Sob o enfoque idealista, costuma-se dizer que as palavras sinônimas são aquelas que expressam o mesmo conceito, a mesma intenção, a mesma idéia.

Enquanto a linguagem natural, trabalhando com a realidade, tem um caráter descritivo, a linguagem normativa, operando com imposições, possui um caráter prescritivo.

O autor aduz também, que o estudo do Direito, assim como qualquer tipo de pesquisa científica, pode ser realizado pela aplicação de sistemas. Em outras palavras, um sistema, em termos absolutos, seria uma descrição completa da realidade.

A questão que se coloca, em termos genéricos, a propósito do tema das lacunas, é saber se existem vazios no direito, quer por ausência de disposição normativa, quer pela contradição entre as existentes.

François Geny e Ehrlich, contestando a chamada plenitude lógica do ordenamento jurídico, sustentaram que o direito positivo tem lacunas materiais que somente podem ser preenchidas pela livre investigação científica e pela livre interpretação do direito.

A organização dos sindicatos, dos grupos de pressão, dos pequenos partidos, demonstrou, àqueles que se ocupavam em estabelecer regras de conduta ou em interpretá-las, uma verdade inexorável: o direito é um fato social, que não pode ser enquadrado nas molduras rígidas do ordenamento jurídico traçadas pelo Estado. Nascia, assim, a Escola do Direito Livre, cujas relações com a sociologia jurídica são bastante estreitas.

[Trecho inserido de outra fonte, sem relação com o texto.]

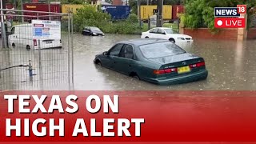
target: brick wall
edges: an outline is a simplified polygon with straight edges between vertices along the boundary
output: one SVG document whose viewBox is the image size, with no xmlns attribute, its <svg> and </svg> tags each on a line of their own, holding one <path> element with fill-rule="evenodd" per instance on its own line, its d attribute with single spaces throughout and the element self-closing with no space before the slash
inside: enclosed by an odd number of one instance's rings
<svg viewBox="0 0 256 144">
<path fill-rule="evenodd" d="M 122 6 L 122 0 L 113 0 L 112 1 L 112 5 L 114 5 L 114 6 Z"/>
<path fill-rule="evenodd" d="M 247 31 L 247 39 L 256 39 L 256 28 L 250 28 Z"/>
<path fill-rule="evenodd" d="M 212 39 L 238 39 L 238 29 L 222 29 L 218 34 L 213 34 L 207 28 L 187 29 L 184 28 L 184 34 L 190 35 L 193 38 L 212 38 Z"/>
</svg>

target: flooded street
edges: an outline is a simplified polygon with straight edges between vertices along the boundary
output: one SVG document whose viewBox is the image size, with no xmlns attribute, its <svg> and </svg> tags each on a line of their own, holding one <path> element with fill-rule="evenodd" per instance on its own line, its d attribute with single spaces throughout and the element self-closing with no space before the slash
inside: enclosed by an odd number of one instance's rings
<svg viewBox="0 0 256 144">
<path fill-rule="evenodd" d="M 255 90 L 256 41 L 196 39 L 192 46 L 182 48 L 205 58 L 209 70 L 205 81 L 157 86 L 139 81 L 115 71 L 94 66 L 95 54 L 108 50 L 115 42 L 139 35 L 106 34 L 105 37 L 85 37 L 74 34 L 75 90 Z"/>
<path fill-rule="evenodd" d="M 14 68 L 0 73 L 1 90 L 256 90 L 256 41 L 195 39 L 194 43 L 178 44 L 186 51 L 205 58 L 209 75 L 206 80 L 172 86 L 158 86 L 95 66 L 95 55 L 108 50 L 115 42 L 139 35 L 106 34 L 89 37 L 74 34 L 74 87 L 68 83 L 68 50 L 42 50 L 42 81 L 39 78 L 38 51 L 12 48 L 2 50 L 2 68 L 27 64 L 32 60 L 33 79 L 27 68 Z M 67 41 L 63 41 L 66 46 Z M 42 83 L 40 83 L 42 82 Z"/>
</svg>

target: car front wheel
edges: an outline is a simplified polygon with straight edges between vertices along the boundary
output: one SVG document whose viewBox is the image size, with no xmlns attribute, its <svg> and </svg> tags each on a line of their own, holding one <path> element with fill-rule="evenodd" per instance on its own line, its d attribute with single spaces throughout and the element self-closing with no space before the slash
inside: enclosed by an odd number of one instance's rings
<svg viewBox="0 0 256 144">
<path fill-rule="evenodd" d="M 175 43 L 175 40 L 174 38 L 170 38 L 169 41 L 173 42 L 173 43 Z"/>
</svg>

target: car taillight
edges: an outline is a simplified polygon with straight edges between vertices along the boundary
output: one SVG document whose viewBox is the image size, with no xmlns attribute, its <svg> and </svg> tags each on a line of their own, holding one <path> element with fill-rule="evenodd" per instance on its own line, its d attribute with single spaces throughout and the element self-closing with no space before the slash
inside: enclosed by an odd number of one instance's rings
<svg viewBox="0 0 256 144">
<path fill-rule="evenodd" d="M 168 73 L 172 73 L 172 72 L 176 72 L 176 71 L 177 71 L 177 68 L 156 70 L 154 70 L 154 74 L 168 74 Z"/>
<path fill-rule="evenodd" d="M 154 70 L 154 74 L 165 74 L 165 70 Z"/>
<path fill-rule="evenodd" d="M 34 46 L 38 46 L 38 42 L 36 39 L 33 39 Z"/>
<path fill-rule="evenodd" d="M 200 67 L 200 66 L 206 66 L 205 62 L 198 62 L 198 63 L 190 65 L 190 68 Z"/>
</svg>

Disto decorre que o sistema jurídico não pode ser visto como bastante em si mesmo.

A crença na plenitude do ordenamento não é, assim, uma questão lógica, mas somente um ideal.

A moderna burocracia, nos quadros da dominação racional, altera as formas pelas quais o homem se ocupa do seu objeto de estudo. O pensamento instrumental, voltado à consecução das finalidades traçadas pelo Estado intervencionista, torna cada vez mais tênue a linha divisória entre ciência e aplicação. São os corpos de especialistas, a serviço de uma determinada finalidade, que detém o monopólio da produção cultural legítima.

A reflexão científica do direito é, contudo, tardia. Isto explica a razão pela qual o jurista, na tentativa de emancipar o direito em relação aos saberes empíricos e especulativos, procura traçar um corte entre ciência e realidade, fundado em um pensamento idealista. Tal circunstância, paradoxalmente, dotou o pensamento jurídico de um alto grau de operacionalidade, ao permitir que os atores sociais, ignorando aquilo que as categorias e demais elaborações jurídicas têm de arbitrário, atuem com uma espécie de cumplicidade, no processo de domesticação ao qual eles próprios se submetem.

Na base dos modelos teóricos, das polêmicas e dissensões, é possível identificar diversas atitudes dos juristas acerca da função social do direito. Assim, se é certo que a constituição da ordem jurídica é a imposição autoritária, ainda que escamoteada com o emprego da mídia e das demais estratégias de convencimento, certo também é que o direito não se reduz ao sistema de normas postas pela autoridade. Os movimentos sociais, o chamado direito alternativo, também são captados pelas formas institucionais de composição dos conflitos, mediante um processo de abstração e generalização crescentes da norma posta, além do recurso a artifícios hermenêuticos, a exemplo da idéia de lacunas.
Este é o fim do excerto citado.